Each dot represents one region from our table. The more cities, the further left and the more monuments, the further up they are placed. The dot with the highest count of monuments represents the region Achaea in Greece.

### Question 2: How are cities and monuments related to each other?

This as well can be seen in the graph plotting our data.
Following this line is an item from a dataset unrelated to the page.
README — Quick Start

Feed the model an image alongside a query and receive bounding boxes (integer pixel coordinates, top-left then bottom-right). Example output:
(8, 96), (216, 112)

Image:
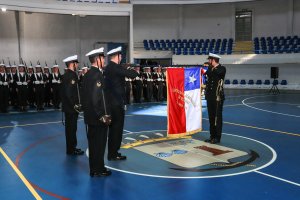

There is an obvious relationship between the number of cities and its number of monuments.

### Question 3: Which of the three regions chosen by our research team should be selected for their exploration?

This question shall be answered by our model.

In [27]:
def predict(province_name, model, df_encoded, X_template):
    '''Predicts the number of monuments for a given province
    input: Province, model, the dataframe, the dataset of cities
    output: predicted count of monuments, the actual value and the error'''
    row = df_encoded[df_encoded["Province"] == province_name]
    if row.empty:
        return f"Province '{province_name}' not found in the dataset."

    # Align columns with training features
    X_input = row[X_template.columns].copy()
    actual = row["Monuments_Count"].values[0]
    predicted = model.predict(X_input)[0]

    percent_diff = ((predicted - actual) / actual) * 100
    return (f"Estimated number of monuments in '{province_name}': {predicted:.1f} "
            f"(actually: {actual:.1f}) --> {abs(percent_diff):.1f}% {'over' if predicted > actual else 'under'}")


In [29]:
print(predict("Gallia Lugdunensis", gbr2, df_encoded, X))
print(predict("Moesia Inferior", gbr2, df_encoded, X))
print(predict("Bithynia et Pontus", gbr2, df_encoded, X))

Estimated number of monuments in 'Gallia Lugdunensis': 209.5 (actually: 213.0) --> 1.7% under
Estimated number of monuments in 'Moesia Inferior': 35.7 (actually: 35.0) --> 2.1% over
Estimated number of monuments in 'Bithynia et Pontus': 56.7 (actually: 62.0) --> 8.5% under


### Answering the last question

As can be seen, Gallia Lugdunensis has by far the most monuments, hence it is most lucrative to look there for more evidence of roman civilization.